Gout?  Haha!  Like Henry VIII?”

“People still get gout, sir.  It hasn’t been magically cured.”

     So that was a pleasant little exchange I had early this year in Hoboken’s emergency room. The doctor INSISTED on calling me “sir” which I do not look upon as a sign of respect.  (As Ruth Chatterton said to Walter Huston in “Dodsworth”—“But I’m still young, Sam!”) 

    He was not amused by my amusement that the incredibly painful swelling of my toe and foot—which I thought I’d injured by over-exercising—was gout.  “Well, I guess it’s not just the disease of kings, anymore!” I said, with a saucy toss of my graying tresses.  The doctor gave me a distinct “I am not amused by your gay humor” side-eye and left me to my IV drip of pain medication.

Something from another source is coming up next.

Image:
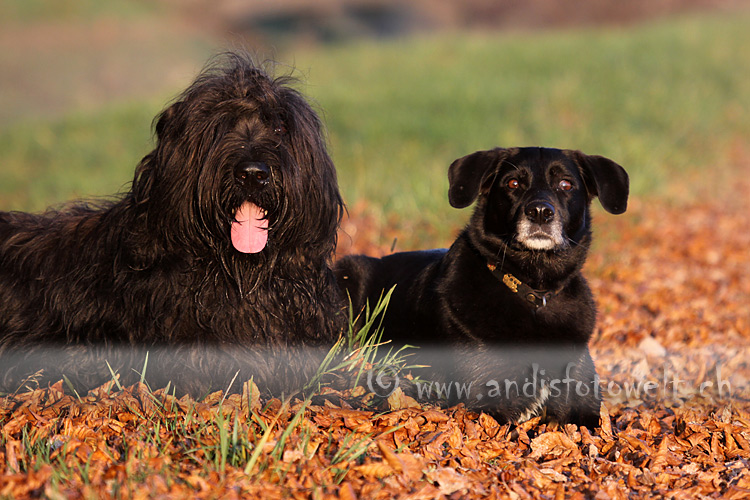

That’s how the year began.  Less than two weeks ago I was back at the Hoboken emergency room with B. who was suffering some pretty drastic stomach problems.  It had come from nowhere.  He had to endure a horrible procedure with a tube down his nose and into his stomach, and then was hospitalized for three days.   He’s home now, still weak, on a bland diet.  It was an infection that they can’t indentify—how or why, which is troubling.  How to make sure it doesn’t happen again?

  I tried to be an adult, and behave responsibly and intelligently, at the hospital, with the doctors, at home alone.  (I was not compelled to have a Shirley MacLaine “Give my daughter the shot!!!” moment, although it came kinda close in the emergency room, around the seventh hour, which was two hours after they’d said, “his room is ready.”)   I didn’t like being alone in the house.  I didn’t like to visit the inevitabilities.  I’ve never, in my entire life, lived alone.  So…the house better blow up, dispensing with the two of us, at once.  (Notice I’m just ignoring whether or not B. would be okay without me, or if he’s on board with going together in a gas leak.  I generally get my way.)

So, in between February and mid-December, the rest of 2016 happened.  And it’s still happening (Carrie Fisher, George Michael. And, Kellyanne Conway–Donald Trump’s Leni Riefenstahl.)    Helen Mirren’s sum-up was more than accurate:   “a shit storm.”   Aside from the gout—I’m going to make you feel bad for my toe, no matter what!—I had some considerable alterations to my work.  I’m doing that voodoo that I don’t do so well, from home now, which is odd and isolating.  But I carry on, as does my boss, who is 93 and will most assuredly outlive me.   (She will probably set off the gas leak, actually—if she thinks I’m about to pen my memoirs!)

 

I’m not recapping all the losses or the election.  Enough. I just wish I was younger, so I could actually devote myself to protests and consistent organized watchfulness as to what’s coming.  It’s all fine and well for Michael Moore (who, like me, basically predicted Clinton’s loss) to make up lists of things to do as  Trumplandia falls upon us, but most people don’t have the time—they’re working.  He’s working too, but I don’t think he’s worrying over his rent.

 

I’m just going to bring you my photo tale of capturing a Christmas tree—the youngest, smallest one yet. Still, it struggled!   Coy, but eventually convinced.  (I remember playing that game.) And of course, what happened to it, and the rest of the place.  I make small changes every year, but as you all know, it’s basically the same over-ornate, bordello-esque Christmas adored by hookers, men of a certain persuasion and the very sentimental. 

 

I love each and every one of you.  I hope I adjust more to my new-ish work situation and make a real effort to stay in touch.  I’ll try not to rant on politics.  We all need escape from that. 

 

I hope your holiday was reasonably healthy, happy and graced by the presence family, friends, a cherished pet, or enough good thoughts from years past to lighten the load, if you are alone.  You can write to me any time, unload, rant, reminisce—just as I have so often, and you’ve always listened and responded with such support. 

All good things, all this year, and for many more to come.